Hoje saiu o novo disco dele, "Old Ideas", disponível em streaming na íntegra até não sei quando no site da NPR (com esse áudio, ao qual cheguei via blog da Cosac Naify, está sendo um bom dia para trabalhar).

Hoje também começou a pré-venda do primeiro romance dele, "A Brincadeira Favorita" (1963), enfim traduzido no Brasil, por Alexandre Barbosa de Souza. O livro, relato das descobertas amorosas e literárias de um personagem que tem lá suas semelhanças com o próprio Cohen, chega às lojas no dia 1º de março pela Cosac.

Um trecho do romance saiu na Ilustríssima do último fim de semana (disponível para assinantes Folha/UOL).

Mas a melhor descoberta do dia, para mim, foi esse vídeo, via Rogério Ortega no Twitter.
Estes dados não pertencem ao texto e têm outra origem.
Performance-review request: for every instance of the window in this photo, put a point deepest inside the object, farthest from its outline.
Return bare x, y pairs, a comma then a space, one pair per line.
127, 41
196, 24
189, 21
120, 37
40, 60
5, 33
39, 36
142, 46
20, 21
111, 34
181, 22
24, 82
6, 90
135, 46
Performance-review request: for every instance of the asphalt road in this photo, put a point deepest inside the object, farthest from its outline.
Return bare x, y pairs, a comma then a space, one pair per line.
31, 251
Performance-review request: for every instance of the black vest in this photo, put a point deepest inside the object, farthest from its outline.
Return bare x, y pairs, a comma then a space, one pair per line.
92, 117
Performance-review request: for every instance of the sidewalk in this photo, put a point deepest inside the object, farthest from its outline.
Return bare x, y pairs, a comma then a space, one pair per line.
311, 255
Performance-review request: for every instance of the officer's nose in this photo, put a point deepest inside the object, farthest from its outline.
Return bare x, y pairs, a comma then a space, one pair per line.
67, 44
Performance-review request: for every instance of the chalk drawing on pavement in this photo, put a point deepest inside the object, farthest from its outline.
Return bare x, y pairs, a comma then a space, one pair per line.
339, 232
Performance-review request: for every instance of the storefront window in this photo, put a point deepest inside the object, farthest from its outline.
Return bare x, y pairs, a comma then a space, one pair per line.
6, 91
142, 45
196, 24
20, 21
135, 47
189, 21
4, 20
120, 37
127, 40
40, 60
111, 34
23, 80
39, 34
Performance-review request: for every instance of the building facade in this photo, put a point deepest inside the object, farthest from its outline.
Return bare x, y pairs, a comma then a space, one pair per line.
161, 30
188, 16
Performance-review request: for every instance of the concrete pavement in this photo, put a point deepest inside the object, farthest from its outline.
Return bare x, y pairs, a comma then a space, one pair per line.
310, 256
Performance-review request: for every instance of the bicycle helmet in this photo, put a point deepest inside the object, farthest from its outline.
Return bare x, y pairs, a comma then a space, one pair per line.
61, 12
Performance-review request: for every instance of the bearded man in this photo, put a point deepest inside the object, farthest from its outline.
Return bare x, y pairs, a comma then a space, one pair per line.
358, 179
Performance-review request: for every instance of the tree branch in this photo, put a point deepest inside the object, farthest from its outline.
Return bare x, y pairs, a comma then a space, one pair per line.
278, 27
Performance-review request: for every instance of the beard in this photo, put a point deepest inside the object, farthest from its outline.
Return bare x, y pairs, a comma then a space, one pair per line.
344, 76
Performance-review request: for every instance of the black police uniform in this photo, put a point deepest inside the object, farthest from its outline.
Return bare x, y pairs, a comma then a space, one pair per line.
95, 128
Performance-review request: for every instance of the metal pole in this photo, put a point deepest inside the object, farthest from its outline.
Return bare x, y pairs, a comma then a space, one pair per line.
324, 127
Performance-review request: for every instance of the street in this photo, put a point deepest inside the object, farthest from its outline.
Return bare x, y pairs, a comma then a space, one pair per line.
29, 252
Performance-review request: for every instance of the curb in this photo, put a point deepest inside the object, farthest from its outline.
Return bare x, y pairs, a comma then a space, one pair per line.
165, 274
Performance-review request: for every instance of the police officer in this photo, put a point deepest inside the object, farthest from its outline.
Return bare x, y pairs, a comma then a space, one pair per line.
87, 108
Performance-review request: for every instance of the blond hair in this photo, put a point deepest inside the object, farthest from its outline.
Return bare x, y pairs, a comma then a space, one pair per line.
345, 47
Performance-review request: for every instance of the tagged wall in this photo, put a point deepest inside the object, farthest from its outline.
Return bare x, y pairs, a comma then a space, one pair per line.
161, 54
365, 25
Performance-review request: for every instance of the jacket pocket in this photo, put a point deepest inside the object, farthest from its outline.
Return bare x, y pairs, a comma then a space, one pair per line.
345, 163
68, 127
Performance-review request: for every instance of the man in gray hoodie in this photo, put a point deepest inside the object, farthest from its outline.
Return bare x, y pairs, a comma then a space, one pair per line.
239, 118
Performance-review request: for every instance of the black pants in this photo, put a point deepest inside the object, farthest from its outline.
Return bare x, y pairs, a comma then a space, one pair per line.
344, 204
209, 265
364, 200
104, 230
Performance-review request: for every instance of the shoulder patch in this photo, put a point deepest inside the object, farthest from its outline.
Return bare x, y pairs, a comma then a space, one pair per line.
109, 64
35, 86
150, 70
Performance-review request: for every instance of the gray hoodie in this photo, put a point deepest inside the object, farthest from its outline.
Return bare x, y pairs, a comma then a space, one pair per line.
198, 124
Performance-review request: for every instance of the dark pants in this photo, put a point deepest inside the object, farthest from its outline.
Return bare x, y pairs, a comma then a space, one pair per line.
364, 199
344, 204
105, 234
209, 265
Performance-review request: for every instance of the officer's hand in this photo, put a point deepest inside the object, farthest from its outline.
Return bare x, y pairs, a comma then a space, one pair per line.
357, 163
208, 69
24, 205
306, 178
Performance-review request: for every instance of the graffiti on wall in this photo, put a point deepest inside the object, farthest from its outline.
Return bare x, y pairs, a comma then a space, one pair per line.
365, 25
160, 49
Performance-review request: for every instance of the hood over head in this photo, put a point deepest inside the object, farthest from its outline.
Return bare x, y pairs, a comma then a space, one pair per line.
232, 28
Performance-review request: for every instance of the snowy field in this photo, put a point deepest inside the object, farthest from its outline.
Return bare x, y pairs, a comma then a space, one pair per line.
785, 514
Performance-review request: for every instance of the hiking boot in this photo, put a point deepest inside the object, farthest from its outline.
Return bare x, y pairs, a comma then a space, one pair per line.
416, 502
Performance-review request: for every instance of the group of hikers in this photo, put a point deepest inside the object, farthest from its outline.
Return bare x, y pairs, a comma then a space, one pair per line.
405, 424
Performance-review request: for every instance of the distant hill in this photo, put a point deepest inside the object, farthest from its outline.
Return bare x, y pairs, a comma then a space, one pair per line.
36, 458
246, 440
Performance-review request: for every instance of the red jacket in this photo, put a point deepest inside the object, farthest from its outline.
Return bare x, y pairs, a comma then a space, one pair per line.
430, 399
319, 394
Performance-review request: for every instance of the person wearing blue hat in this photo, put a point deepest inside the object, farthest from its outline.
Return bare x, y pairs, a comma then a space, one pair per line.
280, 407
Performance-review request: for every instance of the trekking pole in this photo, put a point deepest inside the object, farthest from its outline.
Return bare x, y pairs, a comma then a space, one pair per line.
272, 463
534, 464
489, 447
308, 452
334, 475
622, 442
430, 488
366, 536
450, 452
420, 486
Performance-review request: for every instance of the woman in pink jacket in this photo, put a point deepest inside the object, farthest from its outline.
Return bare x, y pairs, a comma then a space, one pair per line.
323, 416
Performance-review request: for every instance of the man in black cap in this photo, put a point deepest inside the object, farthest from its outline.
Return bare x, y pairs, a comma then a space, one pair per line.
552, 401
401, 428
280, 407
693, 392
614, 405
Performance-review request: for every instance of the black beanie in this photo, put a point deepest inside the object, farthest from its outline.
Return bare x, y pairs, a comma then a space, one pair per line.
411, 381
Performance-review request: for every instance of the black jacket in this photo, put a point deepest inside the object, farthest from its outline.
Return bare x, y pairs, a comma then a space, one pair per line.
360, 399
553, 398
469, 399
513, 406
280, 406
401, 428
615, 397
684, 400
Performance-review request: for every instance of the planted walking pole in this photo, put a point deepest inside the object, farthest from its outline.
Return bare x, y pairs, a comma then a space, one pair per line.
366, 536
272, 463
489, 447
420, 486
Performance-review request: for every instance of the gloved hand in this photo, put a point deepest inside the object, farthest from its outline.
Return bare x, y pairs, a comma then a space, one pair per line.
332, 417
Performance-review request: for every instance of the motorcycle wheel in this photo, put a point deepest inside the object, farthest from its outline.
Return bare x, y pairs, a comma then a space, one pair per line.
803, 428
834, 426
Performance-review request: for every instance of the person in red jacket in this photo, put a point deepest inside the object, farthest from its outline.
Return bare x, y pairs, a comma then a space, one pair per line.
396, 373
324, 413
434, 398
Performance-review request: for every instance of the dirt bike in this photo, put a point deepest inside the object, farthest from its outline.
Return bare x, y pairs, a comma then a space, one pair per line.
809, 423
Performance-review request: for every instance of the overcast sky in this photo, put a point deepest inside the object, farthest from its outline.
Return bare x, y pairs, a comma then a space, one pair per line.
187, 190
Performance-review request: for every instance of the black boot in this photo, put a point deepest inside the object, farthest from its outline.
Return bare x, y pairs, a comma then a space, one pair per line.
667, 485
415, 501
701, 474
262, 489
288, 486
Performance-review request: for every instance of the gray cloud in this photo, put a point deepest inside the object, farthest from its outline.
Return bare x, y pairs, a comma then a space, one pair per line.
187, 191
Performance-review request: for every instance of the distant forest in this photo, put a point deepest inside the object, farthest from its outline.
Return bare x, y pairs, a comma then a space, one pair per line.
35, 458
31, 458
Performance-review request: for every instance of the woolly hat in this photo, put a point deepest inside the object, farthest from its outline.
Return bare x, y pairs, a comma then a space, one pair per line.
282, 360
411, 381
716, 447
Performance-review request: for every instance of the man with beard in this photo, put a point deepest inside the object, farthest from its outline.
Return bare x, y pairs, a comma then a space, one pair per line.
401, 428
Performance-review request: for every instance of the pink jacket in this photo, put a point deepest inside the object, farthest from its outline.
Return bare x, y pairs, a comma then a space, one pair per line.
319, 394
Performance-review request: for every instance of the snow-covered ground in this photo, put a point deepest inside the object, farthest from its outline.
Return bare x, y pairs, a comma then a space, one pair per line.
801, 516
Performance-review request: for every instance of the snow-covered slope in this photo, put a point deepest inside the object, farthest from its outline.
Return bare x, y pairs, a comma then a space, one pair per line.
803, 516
Nele aparece um Leonard Cohen de 30 anos, com uma carinha de Dustin Hoffman (aos 30, é claro), em visita à sua Montréal natal, fazendo uma stand up comedy mais sofisticada do que tudo o que nós, que já fomos mais inteligentes, vemos hoje em dia. 

O vídeo, em inglês sem legendas, tem 44 minutos. E ainda estou brigando com a internet para assistir a ele na íntegra, mas tem muito mais do que Cohen fazendo graça. Ele lendo seus escritos, inclusive. Afinal, como conta o narrador do documentário, Cohen, àquela altura com quatro livros já publicados, "não é originalmente um comediante de stand up, mas um romancista, um poeta e um jovem homem muito confiante". 

A música? A música viria só dois anos depois, em 1966.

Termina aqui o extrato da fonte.